Unnamed Poilus

The rioters at the Cloche-Clos in "Ad Astra" include these "three poilus" - i.e. French soldiers (423). "Poilu," originating in the word for "hairy," was a common name for French infantrymen in World War I, since many of them did not shave or get their hair cut.

Unnamed Patronne

The patronne in "Ad Astra" is the manager and owner of the Cloche-Clos. An old woman who wears steel spectacles and knits, she thoroughly understands the threat posed to her business by the Allied aviators and their German prisoner. She loudly expresses her outrage that this German - whom she calls a "Boche!" (422) - has been brought into her bistro: "Eight months since the obus I have kept them in a box against this day: plates, cups, saucers, glasses, all that I have had since thirty years, all gone, broken at one time!

Unnamed Military Mechanics

According to the narrator of "Ad Astra," two military mechanics were required to "shoehorn" the exceptionally large Comyn "into the cockpit of a Dolphin, like two chambermaids putting an emergency bolster into a case too large for it" (410). (The Sopwith Dolphin was one of the standard British fighter planes during the First World War.)

Unnamed Indian Troops

The Indian subadar in "Ad Astra" refers to the colonial troops brought to Europe from India to fight for England during the First World War as "my people" (424). It needs to be said, however, that as they are described, they are not people so much as stereotypes, and the racial assumptions behind the stereotypes are clearly Faulkner's.

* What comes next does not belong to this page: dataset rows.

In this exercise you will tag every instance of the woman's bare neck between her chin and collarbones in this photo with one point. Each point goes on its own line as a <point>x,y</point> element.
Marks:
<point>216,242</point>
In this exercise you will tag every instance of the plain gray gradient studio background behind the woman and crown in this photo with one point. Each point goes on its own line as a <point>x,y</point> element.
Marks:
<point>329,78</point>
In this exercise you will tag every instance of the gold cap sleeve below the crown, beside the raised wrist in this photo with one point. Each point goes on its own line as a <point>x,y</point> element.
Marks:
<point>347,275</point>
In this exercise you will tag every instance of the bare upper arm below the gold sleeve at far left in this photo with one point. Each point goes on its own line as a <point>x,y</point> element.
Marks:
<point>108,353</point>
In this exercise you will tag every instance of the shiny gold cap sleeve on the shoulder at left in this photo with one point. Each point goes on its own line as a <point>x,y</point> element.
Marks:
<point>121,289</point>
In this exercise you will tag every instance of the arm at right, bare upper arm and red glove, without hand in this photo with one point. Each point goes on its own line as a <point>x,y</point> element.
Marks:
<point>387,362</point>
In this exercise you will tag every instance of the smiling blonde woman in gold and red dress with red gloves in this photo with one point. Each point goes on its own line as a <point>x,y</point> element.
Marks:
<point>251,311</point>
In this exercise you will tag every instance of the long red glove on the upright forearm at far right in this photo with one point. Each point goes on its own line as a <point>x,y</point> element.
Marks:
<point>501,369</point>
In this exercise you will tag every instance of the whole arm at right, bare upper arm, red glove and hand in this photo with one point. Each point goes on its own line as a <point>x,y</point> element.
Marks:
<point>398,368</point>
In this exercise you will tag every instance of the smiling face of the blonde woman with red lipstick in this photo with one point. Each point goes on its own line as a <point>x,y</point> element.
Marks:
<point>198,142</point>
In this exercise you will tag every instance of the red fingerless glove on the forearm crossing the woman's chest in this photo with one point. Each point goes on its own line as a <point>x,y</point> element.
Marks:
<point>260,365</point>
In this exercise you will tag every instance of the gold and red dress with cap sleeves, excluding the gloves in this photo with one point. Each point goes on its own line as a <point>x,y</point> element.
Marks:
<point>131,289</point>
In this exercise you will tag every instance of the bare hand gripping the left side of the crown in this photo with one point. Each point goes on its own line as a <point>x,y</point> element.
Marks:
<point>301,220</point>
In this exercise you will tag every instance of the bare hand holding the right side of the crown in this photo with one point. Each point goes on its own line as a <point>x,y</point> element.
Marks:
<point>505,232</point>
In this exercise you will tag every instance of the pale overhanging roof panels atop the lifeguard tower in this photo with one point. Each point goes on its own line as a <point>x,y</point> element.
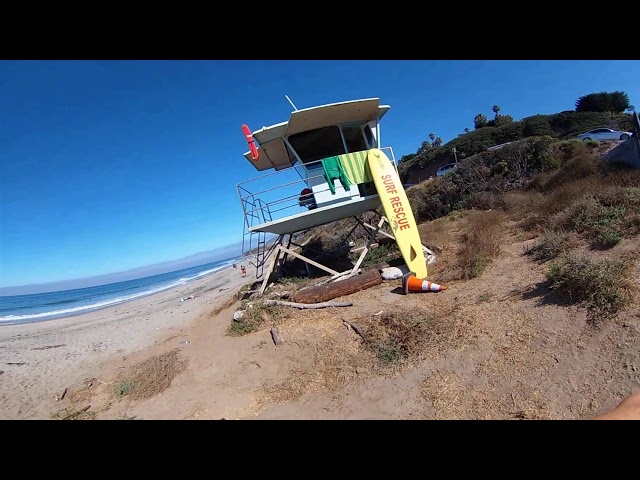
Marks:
<point>273,152</point>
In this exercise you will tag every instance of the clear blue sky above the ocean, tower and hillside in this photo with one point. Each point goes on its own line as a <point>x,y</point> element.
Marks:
<point>111,165</point>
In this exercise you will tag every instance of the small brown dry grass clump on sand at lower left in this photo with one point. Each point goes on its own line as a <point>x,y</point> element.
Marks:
<point>150,377</point>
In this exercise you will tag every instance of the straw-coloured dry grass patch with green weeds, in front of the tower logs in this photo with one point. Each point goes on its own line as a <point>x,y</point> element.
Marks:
<point>390,342</point>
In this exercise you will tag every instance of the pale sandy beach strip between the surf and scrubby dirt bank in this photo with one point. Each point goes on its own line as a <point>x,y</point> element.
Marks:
<point>39,360</point>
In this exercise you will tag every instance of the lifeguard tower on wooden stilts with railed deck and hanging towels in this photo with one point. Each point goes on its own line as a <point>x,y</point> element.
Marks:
<point>319,174</point>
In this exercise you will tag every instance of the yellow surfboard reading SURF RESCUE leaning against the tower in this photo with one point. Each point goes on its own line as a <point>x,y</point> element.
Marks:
<point>398,211</point>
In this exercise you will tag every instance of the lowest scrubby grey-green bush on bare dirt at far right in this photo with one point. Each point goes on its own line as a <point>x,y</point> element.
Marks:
<point>602,285</point>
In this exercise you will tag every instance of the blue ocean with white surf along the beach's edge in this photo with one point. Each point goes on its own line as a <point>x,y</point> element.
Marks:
<point>47,306</point>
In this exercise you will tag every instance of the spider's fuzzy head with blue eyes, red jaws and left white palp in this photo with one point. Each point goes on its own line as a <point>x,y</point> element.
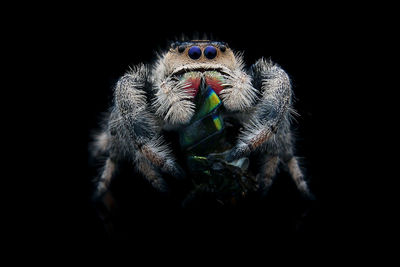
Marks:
<point>188,69</point>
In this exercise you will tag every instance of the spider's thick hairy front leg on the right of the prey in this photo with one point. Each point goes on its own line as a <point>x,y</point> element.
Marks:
<point>272,108</point>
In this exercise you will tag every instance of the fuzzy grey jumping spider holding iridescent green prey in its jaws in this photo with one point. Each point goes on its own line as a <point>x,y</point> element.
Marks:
<point>169,97</point>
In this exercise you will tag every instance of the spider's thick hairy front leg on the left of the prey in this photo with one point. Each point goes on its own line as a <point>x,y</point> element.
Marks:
<point>140,124</point>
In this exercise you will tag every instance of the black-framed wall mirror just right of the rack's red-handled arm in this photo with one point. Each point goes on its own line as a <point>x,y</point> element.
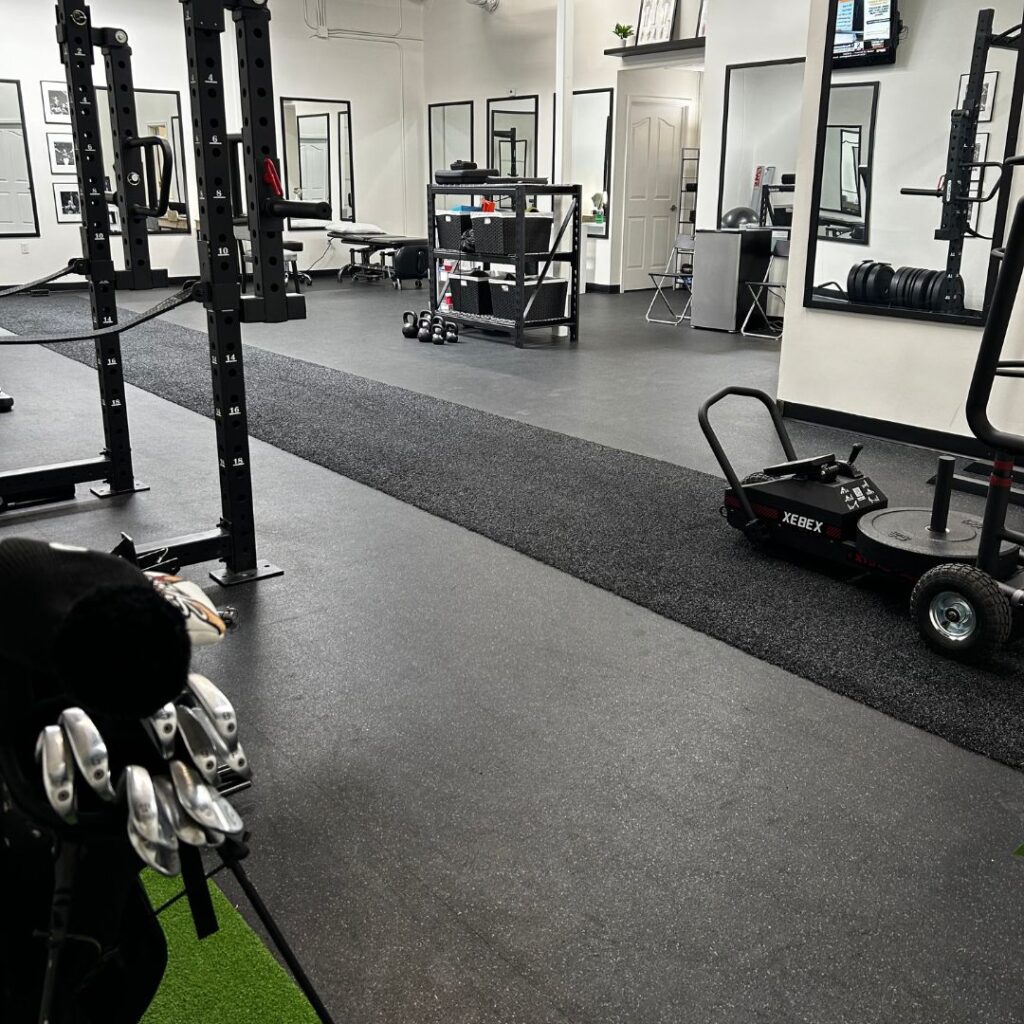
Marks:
<point>318,150</point>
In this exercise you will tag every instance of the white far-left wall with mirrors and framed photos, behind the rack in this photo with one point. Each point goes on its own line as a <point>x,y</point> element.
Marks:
<point>382,78</point>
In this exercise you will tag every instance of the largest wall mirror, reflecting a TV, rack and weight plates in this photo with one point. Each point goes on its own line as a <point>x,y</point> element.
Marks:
<point>886,127</point>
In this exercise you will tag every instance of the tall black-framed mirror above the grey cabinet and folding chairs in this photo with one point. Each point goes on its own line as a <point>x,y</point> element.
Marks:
<point>760,139</point>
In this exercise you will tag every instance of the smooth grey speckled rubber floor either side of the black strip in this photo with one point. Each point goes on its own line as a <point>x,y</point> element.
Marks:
<point>488,792</point>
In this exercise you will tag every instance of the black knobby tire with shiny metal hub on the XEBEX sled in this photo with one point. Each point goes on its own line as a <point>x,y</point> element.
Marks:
<point>961,612</point>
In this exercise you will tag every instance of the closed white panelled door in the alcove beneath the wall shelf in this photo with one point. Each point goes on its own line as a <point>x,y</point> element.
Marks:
<point>653,168</point>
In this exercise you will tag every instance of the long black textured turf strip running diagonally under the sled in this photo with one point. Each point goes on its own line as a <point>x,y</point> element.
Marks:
<point>645,530</point>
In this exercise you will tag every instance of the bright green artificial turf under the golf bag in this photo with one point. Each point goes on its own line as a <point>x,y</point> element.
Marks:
<point>229,978</point>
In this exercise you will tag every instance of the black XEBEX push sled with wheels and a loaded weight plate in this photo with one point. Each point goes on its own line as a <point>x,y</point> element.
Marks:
<point>969,573</point>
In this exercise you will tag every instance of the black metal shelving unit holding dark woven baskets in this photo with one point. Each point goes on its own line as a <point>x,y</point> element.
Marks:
<point>572,226</point>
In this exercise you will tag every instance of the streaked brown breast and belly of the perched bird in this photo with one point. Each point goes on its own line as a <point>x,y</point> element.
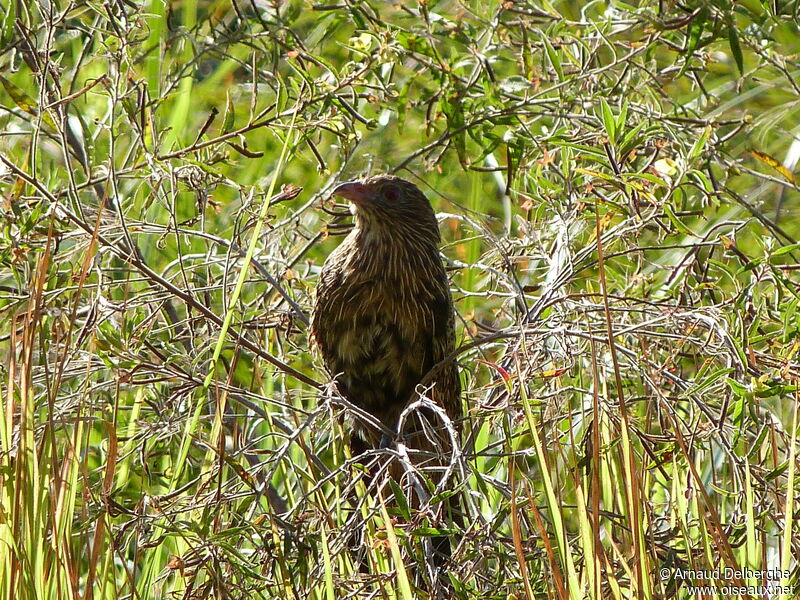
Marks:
<point>380,318</point>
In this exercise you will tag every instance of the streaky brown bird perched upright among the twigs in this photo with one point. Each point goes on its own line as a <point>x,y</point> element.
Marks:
<point>383,316</point>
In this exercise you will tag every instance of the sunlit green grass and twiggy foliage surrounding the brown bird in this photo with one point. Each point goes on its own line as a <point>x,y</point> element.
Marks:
<point>617,199</point>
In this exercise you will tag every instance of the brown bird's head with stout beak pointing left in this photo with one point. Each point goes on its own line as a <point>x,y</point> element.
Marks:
<point>387,205</point>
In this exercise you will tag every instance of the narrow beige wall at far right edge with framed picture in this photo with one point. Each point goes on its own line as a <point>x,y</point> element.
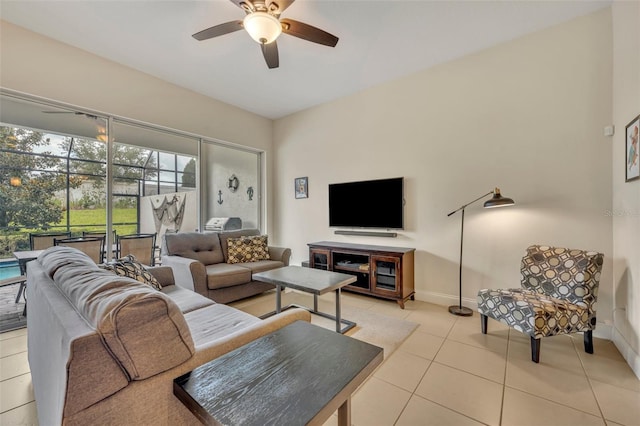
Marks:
<point>626,196</point>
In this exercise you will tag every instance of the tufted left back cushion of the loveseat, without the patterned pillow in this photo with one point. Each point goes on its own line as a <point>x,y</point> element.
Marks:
<point>204,248</point>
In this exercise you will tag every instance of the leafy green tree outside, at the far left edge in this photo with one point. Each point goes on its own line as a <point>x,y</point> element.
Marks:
<point>28,182</point>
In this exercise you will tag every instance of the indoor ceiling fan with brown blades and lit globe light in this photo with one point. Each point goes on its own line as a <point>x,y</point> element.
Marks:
<point>263,23</point>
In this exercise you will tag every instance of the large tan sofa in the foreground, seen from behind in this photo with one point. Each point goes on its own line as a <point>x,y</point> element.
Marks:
<point>104,349</point>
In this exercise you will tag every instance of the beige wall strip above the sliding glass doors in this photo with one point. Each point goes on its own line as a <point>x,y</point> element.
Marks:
<point>40,66</point>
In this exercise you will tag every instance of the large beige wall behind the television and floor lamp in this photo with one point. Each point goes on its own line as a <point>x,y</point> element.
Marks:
<point>526,116</point>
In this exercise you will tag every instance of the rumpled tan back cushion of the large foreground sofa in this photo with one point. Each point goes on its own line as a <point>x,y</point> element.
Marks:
<point>143,328</point>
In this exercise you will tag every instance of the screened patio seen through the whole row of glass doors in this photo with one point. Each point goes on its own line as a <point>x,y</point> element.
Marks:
<point>57,165</point>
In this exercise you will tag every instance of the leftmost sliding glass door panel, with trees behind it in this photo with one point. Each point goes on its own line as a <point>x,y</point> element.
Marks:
<point>52,173</point>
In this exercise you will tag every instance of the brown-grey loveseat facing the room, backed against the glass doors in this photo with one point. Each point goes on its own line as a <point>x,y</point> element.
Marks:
<point>199,262</point>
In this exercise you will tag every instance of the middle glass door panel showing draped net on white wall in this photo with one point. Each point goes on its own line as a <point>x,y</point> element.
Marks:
<point>156,170</point>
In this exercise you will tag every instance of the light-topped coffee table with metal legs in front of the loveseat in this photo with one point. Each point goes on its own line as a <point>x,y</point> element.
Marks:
<point>314,281</point>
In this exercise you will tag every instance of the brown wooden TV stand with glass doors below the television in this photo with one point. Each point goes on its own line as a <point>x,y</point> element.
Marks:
<point>386,272</point>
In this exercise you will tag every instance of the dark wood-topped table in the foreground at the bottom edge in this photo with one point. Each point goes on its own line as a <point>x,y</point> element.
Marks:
<point>298,375</point>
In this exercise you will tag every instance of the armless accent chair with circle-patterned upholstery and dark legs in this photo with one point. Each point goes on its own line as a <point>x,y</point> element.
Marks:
<point>558,294</point>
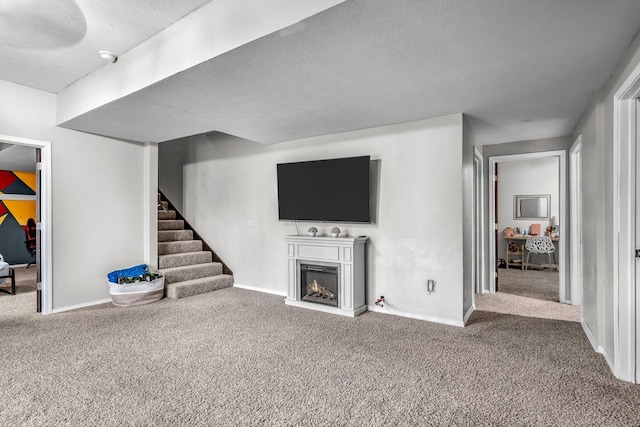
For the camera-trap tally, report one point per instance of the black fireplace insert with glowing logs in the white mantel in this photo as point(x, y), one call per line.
point(319, 284)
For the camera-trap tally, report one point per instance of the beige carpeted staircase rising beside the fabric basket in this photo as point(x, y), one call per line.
point(188, 268)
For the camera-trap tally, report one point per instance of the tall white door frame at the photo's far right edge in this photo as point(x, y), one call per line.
point(626, 325)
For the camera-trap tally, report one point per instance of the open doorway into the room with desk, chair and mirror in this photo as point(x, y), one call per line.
point(510, 254)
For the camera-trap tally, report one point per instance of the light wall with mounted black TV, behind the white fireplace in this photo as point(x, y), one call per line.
point(418, 233)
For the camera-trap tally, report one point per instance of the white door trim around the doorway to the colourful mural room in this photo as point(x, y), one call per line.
point(45, 212)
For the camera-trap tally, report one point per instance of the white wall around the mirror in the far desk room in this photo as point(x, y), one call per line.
point(523, 177)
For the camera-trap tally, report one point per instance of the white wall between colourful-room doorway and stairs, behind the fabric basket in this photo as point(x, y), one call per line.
point(97, 197)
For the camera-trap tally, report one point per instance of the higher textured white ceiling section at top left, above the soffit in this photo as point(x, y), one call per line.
point(49, 45)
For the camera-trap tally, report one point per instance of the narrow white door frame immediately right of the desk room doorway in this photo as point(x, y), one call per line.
point(575, 202)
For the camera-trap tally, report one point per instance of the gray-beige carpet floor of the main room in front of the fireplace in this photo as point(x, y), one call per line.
point(237, 357)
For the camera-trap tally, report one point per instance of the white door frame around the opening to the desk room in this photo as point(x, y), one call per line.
point(562, 155)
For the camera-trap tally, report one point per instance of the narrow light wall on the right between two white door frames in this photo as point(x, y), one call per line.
point(598, 233)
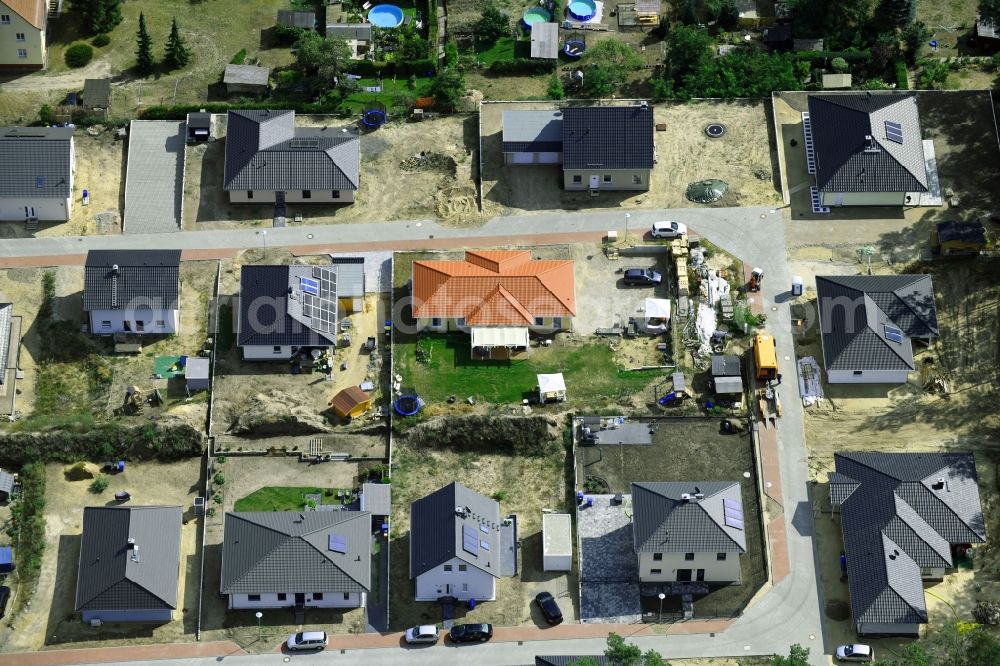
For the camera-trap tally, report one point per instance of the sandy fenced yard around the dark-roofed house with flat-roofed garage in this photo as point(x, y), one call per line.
point(685, 154)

The subadar also calls them "children" (425), who thought of the rifles they were issued as "spears" (424). When a "whole battalion" went into battle without loading those rifles, less than twenty survived (425).

Unnamed German Husband

In "Ad Astra" the captured German aviator explains that one of his brothers was shot and killed by this resident of Berlin, presumably after the man discovered his wife's affair.

Unnamed German Soldier

According to the captured German pilot in "Ad Astra," this unnamed soldier assassinates his brother Franz, a General serving on the army's general staff, in the revolutionary fighting that breaks out in Berlin at the end of World War I.

Unnamed Son of Captured German Aviator

In "Ad Astra," because of the War, this young son of the captured German aviator, who lives in Bayreuth with his mother, has never seen his father.

Unnamed Wife of Captured German Aviator

The wife of the German prisoner in "Ad Astra" is described by her husband as "the daughter of a musician who wass peasant" (418). While he is at war, she lives in Bayreuth with their son. She keeps her husband informed by letter of significant changes in the family.

Unnamed Father-in-Law of German Prisoner

In "Ad Astra" the captured German aviator says his own aristocratic family profoundly disapproved when he told them "I haf married the daughter of a musician who was peasant" (418).

Unnamed Captured German Aviator

Bandaged and "sick" in "Ad Astra," the German pilot whom Monaghan has shot down on the day Germany surrenders is nonetheless described as wearing the appearance of "a man who has conquered himself" (412). Born into a noble family in Prussia as the oldest of four brothers, he repudiated his hereditary title. He studies music at the university in Bayreuth, marries a woman beneath his privileged class, and fathers a child with her. Over time, however, the loss of each of his three younger brothers sends him back to military service.